Hello all,
I am trying to learn how to parse, modify, and redisplay a Japanese
webpage passed to me in a form and am wondering if anyone has an example
of how to do this.
I looked at htmlget and found that it has a couple problems: namely, it
is not conform to current D2 practices. I am not sure that my hack can
be considered a fix but have attached it nonetheless. It now works
correctly on ascii based urls but not utf-8.
My lack of knowledge on how to properly parsing unicode documents has
left me stumped. I am therefore requesting some assistance in updating
the code such that it works with any url. I have taken a look at std.utf
and there are a few things there that could possibly assist me however
without examples I'm somewhat at a loss.
I'm assuming that the problem exists here:
for (iw = 0; iw != line.length; iw++)
{
if (!icmp("</html>", line[iw .. line.length]))
break print_lines;
}
From what I understanding, one cannot index a utf sequence the same as
you index ASCII. What is the proper what to rewrite this such that it
parses the utf characters correctly? And example would do wonders.
Thanks
/*
HTMLget written by Christopher E. Miller
This code is public domain.
You may use it for any purpose.
This code has no warranties and is provided 'as-is'.
*/
// debug = HTMLGET;
import std.string, std.conv, std.stream;
import std.socket, std.socketstream;
import std.algorithm, std.stdio;
import std.utf;
int main(string[] args)
{
if (args.length < 2)
{
writef("Usage:\n htmlget <web-page>\n");
return 0;
}
string url = args[1];
int i;
i = std.algorithm.countUntil(url, "://");
if (i != -1)
{
if (icmp(url[0 .. i], "http"))
throw new Exception("http:// expected");
}
std.algorithm.findSkip(url, "://");
i = std.algorithm.countUntil(url, '#');
if (i != -1) // Remove anchor ref.
url = url[0 .. i];
i = std.algorithm.countUntil(url, '/');
string domain;
if (i == -1)
{
domain = url;
url = "/";
}
else
{
domain = url[0 .. i];
url = url[i .. url.length];
}
ushort port;
i = std.algorithm.countUntil(domain, ':');
if (i == -1)
{
port = 80; // Default HTTP port.
}
else
{
port = std.conv.to!ushort(domain[i + 1 .. domain.length]);
domain = domain[0 .. i];
}
debug (HTMLGET)
writef("Connecting to " ~ domain ~ " on port " ~
std.string.toString(port) ~ "...\n");
/*auto*/ Socket sock = new TcpSocket(new InternetAddress(domain, port));
Stream ss = new SocketStream(sock);
debug (HTMLGET)
writef("Connected!\nRequesting URL \"" ~ url ~ "\"...\n");
if (port != 80)
domain = domain ~ ":" ~ std.conv.to!string(port);
ss.writeString("GET " ~ url ~ " HTTP/1.1\r\n"

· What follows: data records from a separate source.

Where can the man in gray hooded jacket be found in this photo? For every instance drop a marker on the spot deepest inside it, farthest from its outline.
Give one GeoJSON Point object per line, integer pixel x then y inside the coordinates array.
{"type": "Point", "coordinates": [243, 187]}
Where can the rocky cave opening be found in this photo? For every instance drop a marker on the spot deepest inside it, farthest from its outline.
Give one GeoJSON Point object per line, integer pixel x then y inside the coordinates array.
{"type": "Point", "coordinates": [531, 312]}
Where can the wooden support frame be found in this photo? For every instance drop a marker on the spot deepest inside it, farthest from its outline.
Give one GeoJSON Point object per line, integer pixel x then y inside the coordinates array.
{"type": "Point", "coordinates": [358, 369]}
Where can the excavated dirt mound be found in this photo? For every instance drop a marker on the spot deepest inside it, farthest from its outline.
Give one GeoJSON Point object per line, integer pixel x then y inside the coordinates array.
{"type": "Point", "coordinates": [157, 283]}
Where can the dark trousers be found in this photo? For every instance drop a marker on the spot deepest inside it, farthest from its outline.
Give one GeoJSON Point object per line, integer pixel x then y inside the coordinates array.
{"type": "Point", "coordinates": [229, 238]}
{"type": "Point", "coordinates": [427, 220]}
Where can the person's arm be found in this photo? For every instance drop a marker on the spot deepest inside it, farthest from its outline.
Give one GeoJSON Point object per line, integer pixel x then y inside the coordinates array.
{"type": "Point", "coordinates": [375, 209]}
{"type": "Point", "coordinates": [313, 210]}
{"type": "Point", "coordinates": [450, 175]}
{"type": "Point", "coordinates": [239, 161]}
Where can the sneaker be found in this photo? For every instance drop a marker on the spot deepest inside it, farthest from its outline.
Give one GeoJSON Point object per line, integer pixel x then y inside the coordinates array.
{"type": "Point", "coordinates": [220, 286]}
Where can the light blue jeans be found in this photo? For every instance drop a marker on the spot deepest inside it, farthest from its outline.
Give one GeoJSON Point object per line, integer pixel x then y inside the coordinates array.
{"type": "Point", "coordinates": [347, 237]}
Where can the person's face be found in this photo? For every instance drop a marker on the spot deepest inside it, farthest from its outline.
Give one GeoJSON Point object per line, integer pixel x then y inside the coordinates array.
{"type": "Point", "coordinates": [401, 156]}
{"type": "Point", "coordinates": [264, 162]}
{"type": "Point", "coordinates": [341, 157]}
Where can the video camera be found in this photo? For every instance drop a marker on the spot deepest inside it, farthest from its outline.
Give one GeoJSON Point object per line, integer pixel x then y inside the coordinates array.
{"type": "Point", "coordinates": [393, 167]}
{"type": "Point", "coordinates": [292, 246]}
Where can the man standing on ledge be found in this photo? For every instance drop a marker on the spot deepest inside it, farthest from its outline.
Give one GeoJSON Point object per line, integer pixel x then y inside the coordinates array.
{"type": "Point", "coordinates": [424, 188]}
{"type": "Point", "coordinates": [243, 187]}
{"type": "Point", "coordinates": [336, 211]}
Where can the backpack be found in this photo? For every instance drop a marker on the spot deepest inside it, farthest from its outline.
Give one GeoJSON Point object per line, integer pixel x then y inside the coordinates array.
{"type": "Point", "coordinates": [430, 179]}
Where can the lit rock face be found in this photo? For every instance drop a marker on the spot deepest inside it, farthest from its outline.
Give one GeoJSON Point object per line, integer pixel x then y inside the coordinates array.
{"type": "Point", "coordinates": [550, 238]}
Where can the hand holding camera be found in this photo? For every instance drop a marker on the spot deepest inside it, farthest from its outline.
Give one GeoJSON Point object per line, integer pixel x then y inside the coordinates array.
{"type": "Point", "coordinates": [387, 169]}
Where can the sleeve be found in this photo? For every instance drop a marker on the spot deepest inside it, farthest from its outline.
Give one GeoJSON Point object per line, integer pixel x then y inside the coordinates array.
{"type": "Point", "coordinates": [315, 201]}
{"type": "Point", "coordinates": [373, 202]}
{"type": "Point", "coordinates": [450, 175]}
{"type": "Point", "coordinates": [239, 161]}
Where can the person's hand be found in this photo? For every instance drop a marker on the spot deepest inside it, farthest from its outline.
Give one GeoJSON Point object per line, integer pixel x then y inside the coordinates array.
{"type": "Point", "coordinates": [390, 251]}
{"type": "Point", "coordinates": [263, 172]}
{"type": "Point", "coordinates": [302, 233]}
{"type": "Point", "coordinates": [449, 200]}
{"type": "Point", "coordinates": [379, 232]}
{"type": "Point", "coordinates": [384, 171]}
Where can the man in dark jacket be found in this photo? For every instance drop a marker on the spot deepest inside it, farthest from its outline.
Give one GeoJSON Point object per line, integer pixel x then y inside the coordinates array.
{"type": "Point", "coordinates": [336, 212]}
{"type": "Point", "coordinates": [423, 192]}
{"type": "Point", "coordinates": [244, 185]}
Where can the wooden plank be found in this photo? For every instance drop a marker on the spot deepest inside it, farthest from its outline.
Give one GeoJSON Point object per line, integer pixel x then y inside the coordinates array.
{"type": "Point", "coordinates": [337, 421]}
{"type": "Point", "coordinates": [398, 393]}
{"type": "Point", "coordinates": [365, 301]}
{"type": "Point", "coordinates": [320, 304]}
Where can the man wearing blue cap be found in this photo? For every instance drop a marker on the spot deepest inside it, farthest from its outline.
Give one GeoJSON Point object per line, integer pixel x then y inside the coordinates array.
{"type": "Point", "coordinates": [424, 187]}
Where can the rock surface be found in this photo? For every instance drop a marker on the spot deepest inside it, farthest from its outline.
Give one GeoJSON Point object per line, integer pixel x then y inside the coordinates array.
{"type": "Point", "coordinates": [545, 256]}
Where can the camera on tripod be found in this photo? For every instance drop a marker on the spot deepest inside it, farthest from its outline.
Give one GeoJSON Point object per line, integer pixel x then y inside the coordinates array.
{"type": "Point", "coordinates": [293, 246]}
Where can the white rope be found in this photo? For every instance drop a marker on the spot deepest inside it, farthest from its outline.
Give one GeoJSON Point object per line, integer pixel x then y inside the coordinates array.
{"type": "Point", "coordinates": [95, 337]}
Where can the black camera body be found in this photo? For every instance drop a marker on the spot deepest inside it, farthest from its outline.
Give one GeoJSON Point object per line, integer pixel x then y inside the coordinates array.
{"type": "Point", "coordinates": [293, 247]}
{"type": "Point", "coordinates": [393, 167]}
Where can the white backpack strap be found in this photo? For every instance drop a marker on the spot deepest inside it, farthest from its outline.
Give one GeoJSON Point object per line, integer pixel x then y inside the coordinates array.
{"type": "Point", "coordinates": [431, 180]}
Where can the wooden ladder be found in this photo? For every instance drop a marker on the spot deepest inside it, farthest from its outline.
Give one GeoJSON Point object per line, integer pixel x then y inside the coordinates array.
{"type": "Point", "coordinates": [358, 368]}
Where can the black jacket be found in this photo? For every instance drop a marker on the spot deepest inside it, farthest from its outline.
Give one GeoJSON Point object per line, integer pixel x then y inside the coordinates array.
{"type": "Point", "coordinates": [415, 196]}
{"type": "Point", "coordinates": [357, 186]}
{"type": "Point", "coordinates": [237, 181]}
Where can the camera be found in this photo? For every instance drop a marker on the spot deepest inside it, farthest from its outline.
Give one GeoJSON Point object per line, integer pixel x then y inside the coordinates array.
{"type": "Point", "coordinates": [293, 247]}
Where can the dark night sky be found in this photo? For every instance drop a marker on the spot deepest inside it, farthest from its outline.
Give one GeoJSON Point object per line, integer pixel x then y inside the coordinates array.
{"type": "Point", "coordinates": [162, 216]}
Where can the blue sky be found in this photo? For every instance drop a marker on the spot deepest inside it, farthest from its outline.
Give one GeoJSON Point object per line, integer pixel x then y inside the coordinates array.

"Host: " ~ domain ~ "\r\n"
"\r\n");
// Skip HTTP header.
char[] line;
for (;;)
{
line = ss.readLine();
if (!line.length)
break;
const string CONTENT_TYPE_NAME = "Content-Type: ";
if (line.length > CONTENT_TYPE_NAME.length &&
!icmp(CONTENT_TYPE_NAME, line[0 .. CONTENT_TYPE_NAME.length]))
{
char[] type;
type = line[CONTENT_TYPE_NAME.length .. line.length];
if (type.length <= 5 || icmp("text/", type[0 .. 5]))
throw new Exception("URL is not text");
}
}
print_lines:
while (!ss.eof())
{
line = ss.readLine();
writef("%s\n", line);
// if(std.string.ifind(line, "</html>") != -1)
// break;
//size_t iw;
foreach (iw, val; line)
{
//iw = toUTFindex(line, iw);
writefln("%d: %s",iw,val);
std.algorithm.findSkip(url, "</html>");
if (!icmp("</html>", line[iw .. line.length]))
break print_lines;
}
}
return 0;
}